At any rate, I was lucky that day in the doctor’s office that the doctor was quite a bit behind schedule and I was able to finish quite a bit of the article. I was so excited that I stole the magazine! A few years later, Clynes’ book Sentics – The Touch of Emotion was published and I ordered it. But I kept the magazine for many years, through a number of moves, and I may still have it somewhere.
No John, it’s not the sounds that are making love! Words and pictures don’t make love either, but they can break your heart!

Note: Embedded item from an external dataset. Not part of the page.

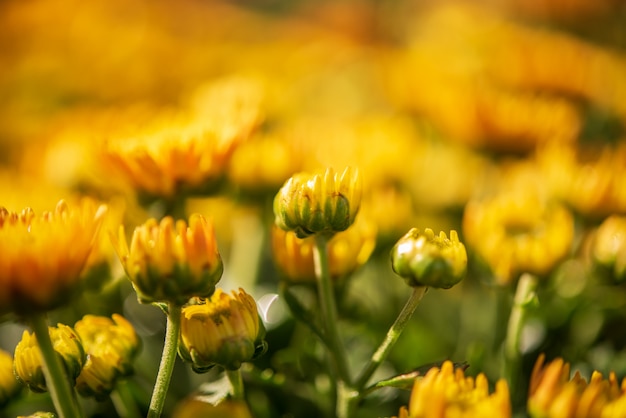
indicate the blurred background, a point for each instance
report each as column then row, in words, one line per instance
column 438, row 103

As a professional performer, I have always known that it is emotion that makes music tick. Without emotion, there is no reason to listen to music at all. John Cage scoffed at the idea of emotion in music. He joked that some people thought the sounds were making love. No John, it’s not the sounds that are making love! Words and pictures don’t make love either, but they can break your heart! Music is sound, but it is sound in motion, and it’s the motion that is important. It is the ways that those sounds change which trigger our biologically wired emotional impulses. It is the verb, not the noun, where the action is.

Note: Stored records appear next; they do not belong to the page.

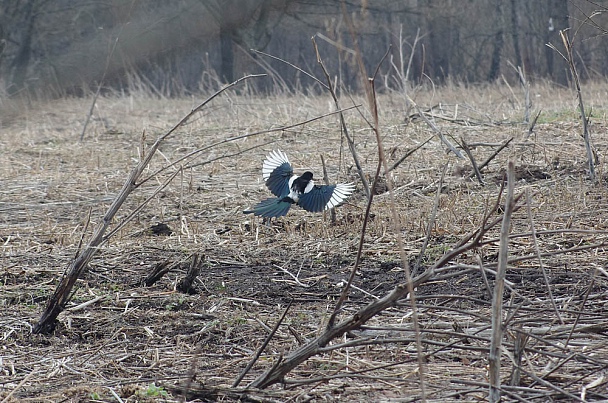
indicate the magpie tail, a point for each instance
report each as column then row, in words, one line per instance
column 273, row 207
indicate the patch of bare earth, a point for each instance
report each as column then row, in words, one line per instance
column 120, row 340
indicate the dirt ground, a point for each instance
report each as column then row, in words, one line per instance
column 120, row 340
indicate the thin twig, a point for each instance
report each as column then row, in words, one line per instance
column 499, row 283
column 262, row 347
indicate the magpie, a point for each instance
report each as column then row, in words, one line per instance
column 293, row 189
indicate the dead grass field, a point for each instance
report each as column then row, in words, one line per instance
column 135, row 343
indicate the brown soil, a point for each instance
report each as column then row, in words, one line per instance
column 138, row 343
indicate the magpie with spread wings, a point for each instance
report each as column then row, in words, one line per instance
column 293, row 189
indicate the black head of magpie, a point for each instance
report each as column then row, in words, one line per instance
column 293, row 189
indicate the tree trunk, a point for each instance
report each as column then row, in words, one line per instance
column 227, row 54
column 498, row 43
column 22, row 59
column 557, row 20
column 515, row 32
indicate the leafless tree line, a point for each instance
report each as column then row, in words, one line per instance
column 59, row 47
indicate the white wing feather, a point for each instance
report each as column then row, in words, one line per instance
column 272, row 161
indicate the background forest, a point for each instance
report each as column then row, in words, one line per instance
column 70, row 47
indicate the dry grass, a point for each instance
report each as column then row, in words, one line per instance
column 131, row 338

Clynes has done some composing, but his musical interests are primarily interpretive. His later work involves programs that analyze music for its emotional content and shape the intonation, vibrato, and metrics to conform to that content. He wrote a program called “Superconductor” that allows someone to conduct a piece and alter it according to not only the tempo, but the emotional content contained in the conductor’s motions.
Though I can understand his excitement about how his work relates to musical interpretation, I am more interested in his theories from a creative standpoint. For me, he confirmed that emotion was the language of music. Emotional forms are very specific and unforgiving, but they are hard-wired into all of us so we already know what they are! How to create those forms in music takes a little skill, but whether or not the music is expressive takes more intuition than knowledge. Considering his research showed that composers are leaving an emotional record and a personal inner pulse within their music, it seemed to me that the most important characteristic for a composer to maintain should be honesty. At a time when music was being flooded with the importance of Ideas and Processes, it became clear to me that to keep an intimate knowledge and identification with the music I was creating was the only way to insure its emotional integrity.
I don’t think that the sound of the music is the only way music can have an emotional impact. Juxtaposition of style, texture, placement, social concerns, stark contrasts, and innumerable other techniques can all cause emotional involvement of a different sort by suggesting situations which trigger emotional memories, fears, or responses. But even by just manipulating the sound, I think there are still vast untapped resources for emotional expression.
As for that first year theory student, I was able to give her some hints about what was going on in the music, but mostly I just reassured her that she was on the right track. She had discovered the magic of music herself. Dr. Clynes has shown us the mechanism with which it gets us. It is up to the creative ingenuity of performers and composers to devise methods with which to deliver that magic to us all.